Canadian Index ETF Reveiw

In a recent post The Accountant said “I know that we usually recommend investing in low cost index funds” – well ACTUALLY, we have never recommended that in a post – it is just what we talk about amongst ourselves.  But right now in this post I am going to recommend it:

I recommend that you invest in low cost index funds (the content of this post is my personal opinion and you should not take it as investment advice tailored to your specific circumstance).  

Everytime I read a book about value investing or stock picking I come away with the same conclusion – I do not have enough time to commit to researching all the available investment opportunities to successfully pick my own stocks and even if I did, that likely would not be enough to beat the market. I’d also need insight that all the others researching these opportunities don’t have – a tall ask.

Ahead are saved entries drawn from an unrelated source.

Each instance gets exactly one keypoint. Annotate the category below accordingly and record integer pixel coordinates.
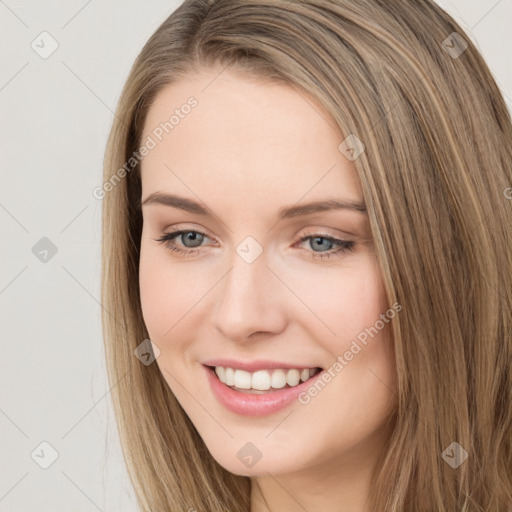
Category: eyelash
(344, 246)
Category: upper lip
(253, 366)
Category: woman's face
(249, 284)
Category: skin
(249, 148)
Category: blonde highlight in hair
(437, 161)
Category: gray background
(56, 114)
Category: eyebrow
(284, 213)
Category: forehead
(245, 138)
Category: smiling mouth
(263, 381)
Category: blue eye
(195, 239)
(317, 240)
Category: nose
(250, 301)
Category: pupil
(193, 237)
(315, 240)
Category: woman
(306, 271)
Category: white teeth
(230, 377)
(243, 379)
(293, 377)
(263, 380)
(278, 379)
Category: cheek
(168, 292)
(345, 300)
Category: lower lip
(248, 404)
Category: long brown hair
(436, 176)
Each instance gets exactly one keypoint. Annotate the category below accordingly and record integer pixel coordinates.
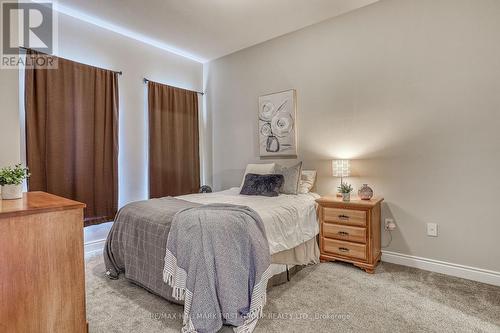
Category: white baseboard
(465, 272)
(93, 247)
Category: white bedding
(290, 220)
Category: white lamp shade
(341, 168)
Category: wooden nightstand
(350, 231)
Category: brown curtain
(174, 162)
(72, 134)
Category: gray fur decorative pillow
(266, 185)
(291, 176)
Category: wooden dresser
(42, 274)
(350, 231)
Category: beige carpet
(328, 297)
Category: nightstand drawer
(345, 216)
(346, 249)
(344, 232)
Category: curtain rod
(29, 49)
(198, 92)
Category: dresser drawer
(343, 248)
(345, 216)
(344, 232)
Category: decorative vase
(365, 192)
(10, 192)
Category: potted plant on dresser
(345, 189)
(11, 180)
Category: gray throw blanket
(137, 241)
(217, 260)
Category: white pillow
(259, 169)
(307, 180)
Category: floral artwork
(277, 135)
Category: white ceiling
(207, 29)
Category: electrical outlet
(432, 229)
(389, 224)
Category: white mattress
(290, 220)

No – here is a little secret: economists can not actually forecast the economy, we just take our best guess – it’s probably slightly more educated than a layperson’s best guess, but none of us are betting heavy on our guesses in Vegas.

So, what do you do if you realize that you can’t beat the market? Invest alongside the market in ETFs that charge a low fee and provide returns that are consistent with the market.  I started my index investing journey with a Canadian All Cap index ETF, TTP (TD Bank) which has a 0.08% MER fee.  But, as we learned from Larry Bates in ‘Beat the Bank’, we want the lowest fees possible, so I switched to VCN, a similar ETF with an MER of only 0.06%.

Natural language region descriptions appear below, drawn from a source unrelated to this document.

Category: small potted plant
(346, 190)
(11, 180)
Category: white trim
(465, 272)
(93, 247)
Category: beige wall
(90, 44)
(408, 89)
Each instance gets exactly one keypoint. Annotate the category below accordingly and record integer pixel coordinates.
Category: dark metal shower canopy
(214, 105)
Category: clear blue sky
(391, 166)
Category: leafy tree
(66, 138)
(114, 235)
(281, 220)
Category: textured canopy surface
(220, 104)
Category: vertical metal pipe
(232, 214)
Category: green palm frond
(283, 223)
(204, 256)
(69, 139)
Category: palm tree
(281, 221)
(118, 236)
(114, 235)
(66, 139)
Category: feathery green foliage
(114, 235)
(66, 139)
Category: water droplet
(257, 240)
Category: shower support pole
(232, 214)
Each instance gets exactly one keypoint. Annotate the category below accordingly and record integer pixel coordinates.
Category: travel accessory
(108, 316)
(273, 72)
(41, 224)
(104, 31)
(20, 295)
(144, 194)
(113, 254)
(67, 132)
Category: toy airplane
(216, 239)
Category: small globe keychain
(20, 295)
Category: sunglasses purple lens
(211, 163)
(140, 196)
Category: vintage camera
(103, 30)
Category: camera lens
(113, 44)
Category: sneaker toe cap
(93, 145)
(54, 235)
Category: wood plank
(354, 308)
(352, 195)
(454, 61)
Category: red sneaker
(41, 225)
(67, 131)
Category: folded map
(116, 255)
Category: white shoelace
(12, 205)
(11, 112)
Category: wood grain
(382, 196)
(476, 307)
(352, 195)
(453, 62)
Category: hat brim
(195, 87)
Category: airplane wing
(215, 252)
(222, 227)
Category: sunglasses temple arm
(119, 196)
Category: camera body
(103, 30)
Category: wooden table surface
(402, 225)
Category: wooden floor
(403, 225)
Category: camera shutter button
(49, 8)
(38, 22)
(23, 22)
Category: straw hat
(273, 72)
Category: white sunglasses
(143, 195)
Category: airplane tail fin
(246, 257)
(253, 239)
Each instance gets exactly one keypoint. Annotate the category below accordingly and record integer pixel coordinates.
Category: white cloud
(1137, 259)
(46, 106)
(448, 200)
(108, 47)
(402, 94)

Here are some other ETFs that I am considering:

Fund CodeNameMER
VCE Vanguard Canada Large Cap index0.06%
XIU ishares S&P/TSX 60 index0.18%
HXT Horizons S&P/TSX 60 index 0.03%
XIC ishares TSX Capped Composite index0.06%
ZCNBMO TSX Capped Composite index0.06%

You might say Hey – XIU and HXT track the same index but XIU’s fee is much higher, why are you even considering it? Well HXT is a different type of instrument that guarantees the return of the S&P/TSX60 before fees of 0.03 (to at least September 30, 2019) but does not actually invest the fund in the stock market, instead entering into loan arrangements with payments tied to the index.  I’m not sure if I understand this fund enough to invest in it but I am doing my research because of that low, low fee. Look out for an upcoming post that digs deeper into these Horizon ETFs.

The other funds listed in the table are the Canadian index ETFs with the lowest fees that I could find – but I’m not making any guarentees!

Disclosure, I already own a position in these ETFs and the content of this post is my personal opinion.